Redundant term in backprop derivation ?

chrismbryant / backpropagation

My derivation of the backpropagation algorithm used in deep neural networks.

23 stars 9 forks source link

Redundant term in backprop derivation ? #1

Closed yash-nisar closed 2 years ago

yash-nisar commented 6 years ago

In 2017_06_21 Backpropagation Derivation (for Coursera ML).pdf, on page 30, the last term of the 3rd step: δ_jk seems to be redundant if I am not wrong ?

chrismbryant commented 6 years ago

Thanks for checking my work! I think that you are right that this kronecker delta term is redundant (since it is implied by the partial derivative). I still included it, though, because I wanted to make it extra apparent that the partial derivative step is what removes the summation, zeroing out all the terms where the index k is not equal to j. Does that make sense?

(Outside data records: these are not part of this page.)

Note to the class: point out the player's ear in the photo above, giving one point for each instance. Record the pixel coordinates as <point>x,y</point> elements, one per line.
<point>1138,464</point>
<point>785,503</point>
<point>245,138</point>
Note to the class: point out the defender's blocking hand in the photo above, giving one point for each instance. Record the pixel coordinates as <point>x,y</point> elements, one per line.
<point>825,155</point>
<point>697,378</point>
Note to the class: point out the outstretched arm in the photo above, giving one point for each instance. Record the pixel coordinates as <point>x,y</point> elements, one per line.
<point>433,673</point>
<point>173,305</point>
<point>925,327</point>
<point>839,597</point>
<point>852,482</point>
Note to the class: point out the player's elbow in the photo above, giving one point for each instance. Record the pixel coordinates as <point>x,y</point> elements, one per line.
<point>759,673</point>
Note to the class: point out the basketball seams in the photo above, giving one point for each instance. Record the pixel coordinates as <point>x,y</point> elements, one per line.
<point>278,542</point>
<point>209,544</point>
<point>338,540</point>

yash-nisar commented 6 years ago

Hey @chrismbryant thanks for replying. Yes, makes complete sense. I'm planning to write a blog that will include a detailed derivation of the backpropagation algorithm and your work (which I found as one of the best explanations) will be cited. It would be great if you could share your latex code since that would ease my work. :D

chrismbryant commented 6 years ago

Oh cool, thanks! Could you give me a link to your blog post when you're done? I'd like to see how you explain the derivation. Unfortunately, I do not have the Latex code because I actually wrote up the entire document in Microsoft Word (the equation editor does have code similar to Latex, though). Also, I should mention that I based my second derivation (2017_09_27--the one I think is better) on the second chapter from Michael Nielsen's book: http://neuralnetworksanddeeplearning.com/chap2.html. If you haven't given that one a look yet, consider checking it out.

yash-nisar commented 6 years ago

Sure, thanks ! I'll give the link to my blog post once I'm done.